Barbie dolls dressed as space explorers have proven to be valuable assets in solving the lunar dust problem faced by scientists.
Recent experiments using Barbie as a test subject have revealed a novel and effective technique for removing Moon dust from spacesuits, potentially aiding future space exploration.
Barbie’s versatility as a character has been showcased throughout the years, portraying roles like a US president, a Nobel Prize-winning physicist, a Supreme Court Justice, and even a mermaid in Greta Gerwig’s 2023 film.
One of her most iconic roles is that of a space explorer, where Astronaut Barbie was taking children on imaginary space adventures even before NASA’s own astronauts set foot on the Moon in the 1960s. This trailblazing depiction of space exploration came 13 years before NASA welcomed female astronauts into their program.
Barbie’s Role in Unraveling the Lunar Dust Cleaning Challenge
Lunar dust presents a significant issue for space exploration due to its “ubiquitous, abrasive, and electrically charged” nature, as explained by Ian Wells, a graduate researcher at Washington State University.
The microscopic particles cling stubbornly to astronauts’ spacesuits, posing difficulties in cleaning them off. The traditional cleaning methods used during the Apollo missions were ineffective, leading to potential damage to the suits’ seals.
Apart from suit damage, inhaling lunar dust can cause serious harm to the lungs, with Wells likening it to “breathing ground-up fiberglass.” Considering the future plans of returning to the Moon, finding a new cleaning technique to protect spacesuits and astronauts is of utmost importance.

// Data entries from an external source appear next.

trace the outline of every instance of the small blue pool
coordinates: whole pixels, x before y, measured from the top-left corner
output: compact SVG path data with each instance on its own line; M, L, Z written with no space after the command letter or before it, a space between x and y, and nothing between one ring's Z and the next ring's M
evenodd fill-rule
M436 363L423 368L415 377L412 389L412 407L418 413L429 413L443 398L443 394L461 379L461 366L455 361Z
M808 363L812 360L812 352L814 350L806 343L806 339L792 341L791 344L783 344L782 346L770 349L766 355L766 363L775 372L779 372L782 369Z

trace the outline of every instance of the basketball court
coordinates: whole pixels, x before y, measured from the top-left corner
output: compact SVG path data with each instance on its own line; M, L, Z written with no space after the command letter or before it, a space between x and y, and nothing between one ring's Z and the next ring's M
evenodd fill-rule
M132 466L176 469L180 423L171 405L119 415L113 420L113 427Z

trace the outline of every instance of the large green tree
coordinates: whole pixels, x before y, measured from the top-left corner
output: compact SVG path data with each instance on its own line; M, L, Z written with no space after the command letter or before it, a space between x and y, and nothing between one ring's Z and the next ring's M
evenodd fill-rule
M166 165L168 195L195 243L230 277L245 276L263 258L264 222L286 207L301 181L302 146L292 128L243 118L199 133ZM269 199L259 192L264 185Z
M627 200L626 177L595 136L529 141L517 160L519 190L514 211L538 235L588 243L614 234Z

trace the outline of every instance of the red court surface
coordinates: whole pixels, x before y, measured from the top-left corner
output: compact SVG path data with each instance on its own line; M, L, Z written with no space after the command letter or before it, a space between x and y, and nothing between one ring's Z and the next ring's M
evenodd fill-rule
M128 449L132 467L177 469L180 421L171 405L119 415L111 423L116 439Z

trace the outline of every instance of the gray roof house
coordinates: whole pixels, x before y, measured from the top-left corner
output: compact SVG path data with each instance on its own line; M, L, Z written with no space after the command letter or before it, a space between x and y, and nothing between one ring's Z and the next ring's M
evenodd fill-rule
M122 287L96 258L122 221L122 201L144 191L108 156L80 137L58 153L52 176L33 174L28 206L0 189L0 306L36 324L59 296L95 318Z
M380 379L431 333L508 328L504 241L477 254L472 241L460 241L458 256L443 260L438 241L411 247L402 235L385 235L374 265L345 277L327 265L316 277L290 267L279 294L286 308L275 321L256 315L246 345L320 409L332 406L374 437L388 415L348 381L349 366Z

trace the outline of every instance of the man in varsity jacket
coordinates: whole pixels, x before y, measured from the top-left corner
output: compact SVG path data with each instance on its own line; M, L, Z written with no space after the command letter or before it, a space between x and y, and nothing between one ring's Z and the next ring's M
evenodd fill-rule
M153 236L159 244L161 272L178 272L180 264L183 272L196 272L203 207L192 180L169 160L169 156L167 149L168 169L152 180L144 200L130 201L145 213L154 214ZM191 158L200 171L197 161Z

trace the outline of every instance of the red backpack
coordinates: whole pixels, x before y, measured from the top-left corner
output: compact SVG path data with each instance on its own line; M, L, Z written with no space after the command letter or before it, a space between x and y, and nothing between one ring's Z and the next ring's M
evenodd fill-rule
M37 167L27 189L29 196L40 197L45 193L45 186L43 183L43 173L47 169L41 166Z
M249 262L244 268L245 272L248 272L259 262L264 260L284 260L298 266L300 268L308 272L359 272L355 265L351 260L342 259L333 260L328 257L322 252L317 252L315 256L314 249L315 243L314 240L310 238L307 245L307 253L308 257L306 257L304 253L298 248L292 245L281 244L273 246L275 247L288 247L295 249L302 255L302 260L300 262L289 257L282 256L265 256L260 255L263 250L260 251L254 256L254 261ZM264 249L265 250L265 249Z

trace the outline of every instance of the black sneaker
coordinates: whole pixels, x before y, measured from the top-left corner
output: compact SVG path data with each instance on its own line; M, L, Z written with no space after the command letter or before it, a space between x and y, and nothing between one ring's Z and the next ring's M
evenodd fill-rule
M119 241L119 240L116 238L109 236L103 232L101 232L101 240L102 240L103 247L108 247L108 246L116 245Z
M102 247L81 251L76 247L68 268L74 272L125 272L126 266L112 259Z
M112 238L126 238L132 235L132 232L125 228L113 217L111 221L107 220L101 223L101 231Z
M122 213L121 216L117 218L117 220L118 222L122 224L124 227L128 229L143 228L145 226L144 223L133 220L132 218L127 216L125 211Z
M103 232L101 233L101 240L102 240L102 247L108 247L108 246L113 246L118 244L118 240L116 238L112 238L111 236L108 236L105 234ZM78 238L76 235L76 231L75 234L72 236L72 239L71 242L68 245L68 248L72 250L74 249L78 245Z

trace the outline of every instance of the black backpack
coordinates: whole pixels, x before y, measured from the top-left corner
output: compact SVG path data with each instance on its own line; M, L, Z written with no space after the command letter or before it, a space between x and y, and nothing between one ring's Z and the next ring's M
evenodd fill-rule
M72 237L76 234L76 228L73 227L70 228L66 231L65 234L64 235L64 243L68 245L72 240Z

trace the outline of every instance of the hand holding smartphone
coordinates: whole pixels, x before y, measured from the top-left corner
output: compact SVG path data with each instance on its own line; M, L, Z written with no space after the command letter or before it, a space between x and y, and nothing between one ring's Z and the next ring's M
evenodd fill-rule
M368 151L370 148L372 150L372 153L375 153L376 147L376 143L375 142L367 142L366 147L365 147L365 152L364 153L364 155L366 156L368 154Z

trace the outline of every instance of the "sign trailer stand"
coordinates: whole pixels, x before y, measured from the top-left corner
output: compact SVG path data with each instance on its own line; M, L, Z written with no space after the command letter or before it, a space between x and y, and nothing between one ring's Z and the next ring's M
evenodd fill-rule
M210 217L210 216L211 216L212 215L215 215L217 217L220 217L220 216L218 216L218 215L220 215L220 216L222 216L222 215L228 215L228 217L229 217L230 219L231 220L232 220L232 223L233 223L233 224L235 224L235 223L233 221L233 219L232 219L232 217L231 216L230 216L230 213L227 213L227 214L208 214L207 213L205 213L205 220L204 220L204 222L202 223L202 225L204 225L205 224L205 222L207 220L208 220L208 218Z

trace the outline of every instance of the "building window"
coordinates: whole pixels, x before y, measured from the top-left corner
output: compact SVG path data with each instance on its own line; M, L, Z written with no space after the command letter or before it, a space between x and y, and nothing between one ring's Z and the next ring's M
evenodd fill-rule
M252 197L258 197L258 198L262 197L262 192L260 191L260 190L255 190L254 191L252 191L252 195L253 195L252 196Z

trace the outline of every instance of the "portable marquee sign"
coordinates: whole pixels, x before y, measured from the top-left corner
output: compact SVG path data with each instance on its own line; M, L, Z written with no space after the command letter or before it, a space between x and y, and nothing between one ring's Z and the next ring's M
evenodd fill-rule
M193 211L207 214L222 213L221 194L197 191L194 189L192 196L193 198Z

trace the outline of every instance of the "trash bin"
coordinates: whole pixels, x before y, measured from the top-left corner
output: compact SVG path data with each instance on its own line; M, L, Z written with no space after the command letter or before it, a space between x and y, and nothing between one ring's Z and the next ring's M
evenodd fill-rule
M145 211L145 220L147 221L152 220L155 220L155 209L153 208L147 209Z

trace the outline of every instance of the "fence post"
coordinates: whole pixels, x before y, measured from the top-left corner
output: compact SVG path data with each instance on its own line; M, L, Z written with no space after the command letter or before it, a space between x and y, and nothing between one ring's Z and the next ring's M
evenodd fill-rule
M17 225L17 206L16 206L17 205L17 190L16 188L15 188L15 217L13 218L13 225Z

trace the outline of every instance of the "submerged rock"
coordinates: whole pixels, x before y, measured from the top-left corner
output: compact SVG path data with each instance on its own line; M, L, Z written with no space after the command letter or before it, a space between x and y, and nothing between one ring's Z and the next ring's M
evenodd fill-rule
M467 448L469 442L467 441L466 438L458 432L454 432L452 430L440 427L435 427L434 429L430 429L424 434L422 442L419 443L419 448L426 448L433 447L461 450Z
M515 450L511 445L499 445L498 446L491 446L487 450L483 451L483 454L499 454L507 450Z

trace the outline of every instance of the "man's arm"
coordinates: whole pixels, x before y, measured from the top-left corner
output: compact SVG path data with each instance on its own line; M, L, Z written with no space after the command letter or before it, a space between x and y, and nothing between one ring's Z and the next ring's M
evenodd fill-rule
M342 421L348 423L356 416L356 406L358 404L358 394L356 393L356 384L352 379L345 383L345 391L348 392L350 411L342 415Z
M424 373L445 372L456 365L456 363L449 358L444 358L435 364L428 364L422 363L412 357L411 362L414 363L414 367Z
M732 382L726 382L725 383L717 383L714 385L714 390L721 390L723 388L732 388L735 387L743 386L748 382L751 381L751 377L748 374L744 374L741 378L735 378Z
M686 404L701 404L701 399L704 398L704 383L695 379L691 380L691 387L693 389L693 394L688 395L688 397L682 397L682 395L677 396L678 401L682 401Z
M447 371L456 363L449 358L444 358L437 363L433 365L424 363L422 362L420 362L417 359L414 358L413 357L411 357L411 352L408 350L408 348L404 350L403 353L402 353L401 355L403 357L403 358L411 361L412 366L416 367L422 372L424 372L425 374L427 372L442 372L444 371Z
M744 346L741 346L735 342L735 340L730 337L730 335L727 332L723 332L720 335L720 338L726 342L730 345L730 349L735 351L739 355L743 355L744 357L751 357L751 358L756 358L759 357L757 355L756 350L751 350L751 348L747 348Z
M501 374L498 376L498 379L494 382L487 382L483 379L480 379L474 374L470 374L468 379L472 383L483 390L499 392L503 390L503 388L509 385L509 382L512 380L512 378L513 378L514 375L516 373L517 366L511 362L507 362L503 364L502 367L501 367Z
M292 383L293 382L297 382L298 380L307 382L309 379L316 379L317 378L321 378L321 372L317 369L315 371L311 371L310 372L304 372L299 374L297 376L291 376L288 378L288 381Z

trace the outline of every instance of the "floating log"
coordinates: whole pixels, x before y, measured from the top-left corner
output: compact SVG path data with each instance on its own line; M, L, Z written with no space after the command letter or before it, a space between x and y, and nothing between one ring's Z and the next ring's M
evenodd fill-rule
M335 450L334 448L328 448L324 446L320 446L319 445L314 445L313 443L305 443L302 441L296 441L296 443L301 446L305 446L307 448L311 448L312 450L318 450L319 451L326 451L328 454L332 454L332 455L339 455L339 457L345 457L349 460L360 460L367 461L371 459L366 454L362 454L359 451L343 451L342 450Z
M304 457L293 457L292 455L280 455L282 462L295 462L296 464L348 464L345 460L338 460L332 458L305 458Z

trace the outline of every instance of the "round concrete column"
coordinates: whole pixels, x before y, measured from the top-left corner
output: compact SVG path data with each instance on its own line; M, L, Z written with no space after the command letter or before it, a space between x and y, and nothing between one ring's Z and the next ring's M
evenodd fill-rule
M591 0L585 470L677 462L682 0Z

Inspired by the “Leidenfrost effect,” the team from Washington State University experimented with Barbie and liquid nitrogen. By coating Barbie, dressed in a tailor-made spacesuit, with volcanic ash and spraying her with liquid nitrogen, they discovered a remarkable effect similar to a “cryogenic carwash.”
This innovative technique utilized a combination of the Leidenfrost effect and the “boiling liquid expanding vapor explosion” (Bleve) effect, successfully removing lunar dust from the spacesuit.
Sourcing real Moon dust was restricted by legal regulations, so volcanic ash from Mount St. Helens was used as a substitute for testing. The liquid nitrogen spray, functioning as intended, propelled some Moon dust into the surrounding air.
However, the challenge remains in devising a method to remove the propelled dust from the air before astronauts take off their spacesuits to prevent inhalation.
The study, published in Acta Astronautica, reported a remarkable 97% and 98.4% removal rate of lunar dust by mass in ambient and vacuum environments, respectively. Encouraged by these positive results, the team further tested the liquid nitrogen spray on scale models, ensuring its effectiveness.
Barbie played a pivotal role as a test subject, demonstrating high dust removal efficiency with minimal damage to the spacesuit.
Barbie’s surprising involvement in solving the lunar dust problem highlights the importance of innovative approaches in space exploration. As scientists continue their research, they aim to replicate the Moon’s environment more accurately and eventually test the technique on human astronauts.
Although Barbie, affectionately named “Rosie” in this research, may have retired from future experiments, her contribution illustrates how even a simple plastic toy can play a significant role in advancing celestial exploration.